Everyone looks forward to, and wants more, innovation. This is true whether you are a user, a customer, or a supplier. An innovation is some combination of a new product, service, or process that brings an improvement to a person’s life. The test of whether something new is an innovation is whether it replaces an existing product, service, or process and becomes adopted as the new normal.
We know that creating something that becomes an innovation is hard. Start-up businesses, which are nearly always based upon the belief that they have something that will become an innovation, fail at what is estimated to be a greater than an 80% rate.
Innovating projects in established businesses don’t fare much better. Innovation practice research indicates that innovating projects fail to deliver on their goals 60% – 75% of the time. This causes business leadership to consider innovating to be a high risk activity, which biases their innovating activities to low impact projects that don’t improve the business much if they succeed, and don’t hurt the business much if they fail.
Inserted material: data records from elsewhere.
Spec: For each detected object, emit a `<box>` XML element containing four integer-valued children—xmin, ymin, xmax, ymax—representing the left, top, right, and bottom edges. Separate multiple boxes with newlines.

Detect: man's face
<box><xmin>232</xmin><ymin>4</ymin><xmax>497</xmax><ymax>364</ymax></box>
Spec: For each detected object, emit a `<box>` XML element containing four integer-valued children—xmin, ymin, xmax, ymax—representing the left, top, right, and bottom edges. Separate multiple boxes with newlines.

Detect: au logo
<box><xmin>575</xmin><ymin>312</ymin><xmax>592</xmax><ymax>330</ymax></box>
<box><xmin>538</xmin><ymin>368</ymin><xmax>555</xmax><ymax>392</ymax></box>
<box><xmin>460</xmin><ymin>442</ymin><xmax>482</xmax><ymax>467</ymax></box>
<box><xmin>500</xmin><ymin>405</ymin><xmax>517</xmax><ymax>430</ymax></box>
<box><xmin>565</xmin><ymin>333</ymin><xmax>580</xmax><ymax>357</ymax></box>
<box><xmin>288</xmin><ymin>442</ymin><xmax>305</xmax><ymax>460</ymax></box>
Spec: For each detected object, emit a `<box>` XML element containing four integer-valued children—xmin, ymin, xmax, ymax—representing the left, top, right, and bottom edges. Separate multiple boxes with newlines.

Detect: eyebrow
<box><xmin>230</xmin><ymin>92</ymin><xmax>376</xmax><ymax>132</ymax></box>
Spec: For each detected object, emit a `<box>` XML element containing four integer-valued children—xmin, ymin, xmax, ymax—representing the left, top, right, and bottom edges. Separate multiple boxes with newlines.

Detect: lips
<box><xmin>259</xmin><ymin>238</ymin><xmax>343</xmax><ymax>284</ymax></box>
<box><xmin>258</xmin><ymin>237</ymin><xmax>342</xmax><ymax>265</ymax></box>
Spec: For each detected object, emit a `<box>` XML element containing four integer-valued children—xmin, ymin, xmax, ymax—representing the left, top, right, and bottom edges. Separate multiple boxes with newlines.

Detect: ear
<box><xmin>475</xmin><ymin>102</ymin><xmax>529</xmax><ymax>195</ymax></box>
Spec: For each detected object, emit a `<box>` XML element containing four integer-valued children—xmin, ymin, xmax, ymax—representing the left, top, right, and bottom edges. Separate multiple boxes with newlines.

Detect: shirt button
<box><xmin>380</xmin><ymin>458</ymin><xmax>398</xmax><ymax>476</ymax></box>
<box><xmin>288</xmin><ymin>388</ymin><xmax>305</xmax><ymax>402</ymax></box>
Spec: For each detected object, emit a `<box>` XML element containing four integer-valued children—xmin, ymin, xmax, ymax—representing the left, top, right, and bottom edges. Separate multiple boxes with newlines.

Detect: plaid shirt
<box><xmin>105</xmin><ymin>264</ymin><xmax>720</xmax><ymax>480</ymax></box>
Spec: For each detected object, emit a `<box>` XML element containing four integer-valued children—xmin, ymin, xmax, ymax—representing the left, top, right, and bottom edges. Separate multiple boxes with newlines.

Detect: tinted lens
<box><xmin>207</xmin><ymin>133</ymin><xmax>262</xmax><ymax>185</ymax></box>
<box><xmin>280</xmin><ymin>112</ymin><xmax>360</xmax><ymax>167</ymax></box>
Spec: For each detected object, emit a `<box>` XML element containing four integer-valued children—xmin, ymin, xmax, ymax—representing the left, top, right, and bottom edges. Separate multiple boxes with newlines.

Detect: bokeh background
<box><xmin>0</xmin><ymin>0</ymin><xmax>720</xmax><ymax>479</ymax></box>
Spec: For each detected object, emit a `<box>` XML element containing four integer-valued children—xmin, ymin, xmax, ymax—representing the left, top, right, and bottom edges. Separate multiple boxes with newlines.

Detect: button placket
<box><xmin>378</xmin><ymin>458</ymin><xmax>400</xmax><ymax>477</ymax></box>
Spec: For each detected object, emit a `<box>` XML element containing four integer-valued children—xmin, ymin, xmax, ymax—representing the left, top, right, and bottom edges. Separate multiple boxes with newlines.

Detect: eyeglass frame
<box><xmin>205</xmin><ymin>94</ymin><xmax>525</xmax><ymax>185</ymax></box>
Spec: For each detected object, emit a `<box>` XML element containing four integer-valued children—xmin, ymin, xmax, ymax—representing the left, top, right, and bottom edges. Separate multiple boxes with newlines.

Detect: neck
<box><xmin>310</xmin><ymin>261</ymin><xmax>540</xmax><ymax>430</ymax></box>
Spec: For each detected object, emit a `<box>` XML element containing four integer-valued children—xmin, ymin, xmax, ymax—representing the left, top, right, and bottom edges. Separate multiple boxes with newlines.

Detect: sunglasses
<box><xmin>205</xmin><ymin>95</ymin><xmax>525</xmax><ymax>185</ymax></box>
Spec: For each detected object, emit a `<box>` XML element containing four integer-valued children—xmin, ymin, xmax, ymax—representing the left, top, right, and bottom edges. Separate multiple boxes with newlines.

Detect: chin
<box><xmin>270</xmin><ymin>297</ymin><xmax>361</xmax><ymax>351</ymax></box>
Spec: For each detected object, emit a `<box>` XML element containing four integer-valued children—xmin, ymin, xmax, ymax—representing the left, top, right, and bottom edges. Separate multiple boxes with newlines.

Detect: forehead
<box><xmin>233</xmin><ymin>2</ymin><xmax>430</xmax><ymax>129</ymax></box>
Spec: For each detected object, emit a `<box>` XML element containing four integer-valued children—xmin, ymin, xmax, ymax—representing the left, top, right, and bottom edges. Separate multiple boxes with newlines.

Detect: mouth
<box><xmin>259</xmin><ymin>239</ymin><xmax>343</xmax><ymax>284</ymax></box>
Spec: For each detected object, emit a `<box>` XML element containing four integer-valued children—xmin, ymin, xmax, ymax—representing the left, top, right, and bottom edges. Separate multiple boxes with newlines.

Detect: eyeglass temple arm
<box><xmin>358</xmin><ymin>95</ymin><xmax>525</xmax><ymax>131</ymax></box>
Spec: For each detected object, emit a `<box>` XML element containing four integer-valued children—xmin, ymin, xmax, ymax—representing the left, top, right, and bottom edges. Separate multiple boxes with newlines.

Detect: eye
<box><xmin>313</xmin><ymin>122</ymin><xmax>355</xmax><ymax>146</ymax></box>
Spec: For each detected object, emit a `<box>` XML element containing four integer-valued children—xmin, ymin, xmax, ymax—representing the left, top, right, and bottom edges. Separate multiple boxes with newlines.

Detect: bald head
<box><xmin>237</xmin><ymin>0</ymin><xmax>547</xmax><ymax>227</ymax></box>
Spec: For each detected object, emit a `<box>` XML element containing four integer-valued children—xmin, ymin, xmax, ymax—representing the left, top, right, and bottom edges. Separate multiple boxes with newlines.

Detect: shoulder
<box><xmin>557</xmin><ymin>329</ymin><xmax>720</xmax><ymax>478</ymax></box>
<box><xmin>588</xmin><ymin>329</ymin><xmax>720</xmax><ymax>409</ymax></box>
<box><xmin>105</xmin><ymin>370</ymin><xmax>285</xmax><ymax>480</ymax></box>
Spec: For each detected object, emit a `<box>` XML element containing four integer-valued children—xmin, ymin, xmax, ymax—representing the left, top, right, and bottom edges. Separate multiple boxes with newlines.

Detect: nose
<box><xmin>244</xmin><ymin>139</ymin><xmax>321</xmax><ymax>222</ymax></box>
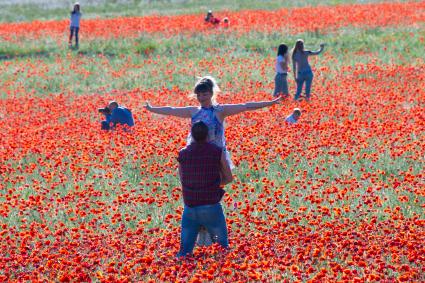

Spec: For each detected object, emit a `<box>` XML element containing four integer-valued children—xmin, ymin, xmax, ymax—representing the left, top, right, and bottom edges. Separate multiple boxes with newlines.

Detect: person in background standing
<box><xmin>292</xmin><ymin>39</ymin><xmax>325</xmax><ymax>100</ymax></box>
<box><xmin>69</xmin><ymin>2</ymin><xmax>81</xmax><ymax>49</ymax></box>
<box><xmin>273</xmin><ymin>44</ymin><xmax>289</xmax><ymax>97</ymax></box>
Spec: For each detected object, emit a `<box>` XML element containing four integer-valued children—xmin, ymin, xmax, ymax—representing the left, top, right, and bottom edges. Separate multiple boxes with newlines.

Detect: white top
<box><xmin>70</xmin><ymin>12</ymin><xmax>81</xmax><ymax>28</ymax></box>
<box><xmin>276</xmin><ymin>55</ymin><xmax>288</xmax><ymax>74</ymax></box>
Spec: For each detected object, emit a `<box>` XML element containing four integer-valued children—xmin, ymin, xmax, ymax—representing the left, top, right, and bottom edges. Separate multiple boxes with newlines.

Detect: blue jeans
<box><xmin>273</xmin><ymin>73</ymin><xmax>288</xmax><ymax>96</ymax></box>
<box><xmin>69</xmin><ymin>27</ymin><xmax>80</xmax><ymax>46</ymax></box>
<box><xmin>177</xmin><ymin>203</ymin><xmax>229</xmax><ymax>257</ymax></box>
<box><xmin>294</xmin><ymin>70</ymin><xmax>313</xmax><ymax>100</ymax></box>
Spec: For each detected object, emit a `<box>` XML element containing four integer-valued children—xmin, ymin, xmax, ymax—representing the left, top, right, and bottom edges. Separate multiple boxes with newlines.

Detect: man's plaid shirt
<box><xmin>177</xmin><ymin>142</ymin><xmax>224</xmax><ymax>207</ymax></box>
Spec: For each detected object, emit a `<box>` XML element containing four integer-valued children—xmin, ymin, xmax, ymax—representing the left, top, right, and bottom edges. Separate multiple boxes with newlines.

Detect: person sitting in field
<box><xmin>223</xmin><ymin>17</ymin><xmax>230</xmax><ymax>29</ymax></box>
<box><xmin>99</xmin><ymin>101</ymin><xmax>134</xmax><ymax>130</ymax></box>
<box><xmin>205</xmin><ymin>10</ymin><xmax>221</xmax><ymax>26</ymax></box>
<box><xmin>285</xmin><ymin>108</ymin><xmax>301</xmax><ymax>124</ymax></box>
<box><xmin>177</xmin><ymin>121</ymin><xmax>233</xmax><ymax>257</ymax></box>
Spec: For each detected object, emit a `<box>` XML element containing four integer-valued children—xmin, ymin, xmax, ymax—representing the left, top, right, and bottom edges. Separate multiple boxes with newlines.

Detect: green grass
<box><xmin>0</xmin><ymin>26</ymin><xmax>425</xmax><ymax>96</ymax></box>
<box><xmin>0</xmin><ymin>0</ymin><xmax>408</xmax><ymax>22</ymax></box>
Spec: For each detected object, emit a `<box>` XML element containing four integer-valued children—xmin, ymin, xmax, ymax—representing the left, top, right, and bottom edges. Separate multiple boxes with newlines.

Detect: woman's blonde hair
<box><xmin>189</xmin><ymin>76</ymin><xmax>220</xmax><ymax>104</ymax></box>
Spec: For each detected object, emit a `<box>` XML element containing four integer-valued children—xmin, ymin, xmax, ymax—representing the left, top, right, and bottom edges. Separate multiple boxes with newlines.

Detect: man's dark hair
<box><xmin>191</xmin><ymin>121</ymin><xmax>208</xmax><ymax>142</ymax></box>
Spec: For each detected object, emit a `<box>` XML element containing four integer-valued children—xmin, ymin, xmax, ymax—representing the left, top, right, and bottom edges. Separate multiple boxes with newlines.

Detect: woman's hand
<box><xmin>271</xmin><ymin>95</ymin><xmax>283</xmax><ymax>105</ymax></box>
The statistics that focus on failure rate don’t tell the whole story. 20% of start-ups, and 25% – 40% of projects, succeed. This indicates that a significant portion of the time, Innovator’s do things right. Two key questions, which we at The Enginnova Project answered affirmatively, are, “What is it that they are doing right?”, and “Can what they are doing right be replicated?”.
Every Innovator, whether successful or not, has access to the same information. This information is distributed in an unstructured sea of “dots”. The distinguishing innovating success factor is that successful Innovators are better at identifying the critical dots and connecting them in different ways that non-successful Innovators.
The Enginnova Project 6×6 Innovating Stories are our methodology for identifying the critical dots. Each story stands on its own, but is only a single dot in the larger Innovation Story. Treating the stories as dots, and connecting them in a carousel to create a bigger story, is our way of communicating how to increase the innovating hit rate to yield more innovation faster.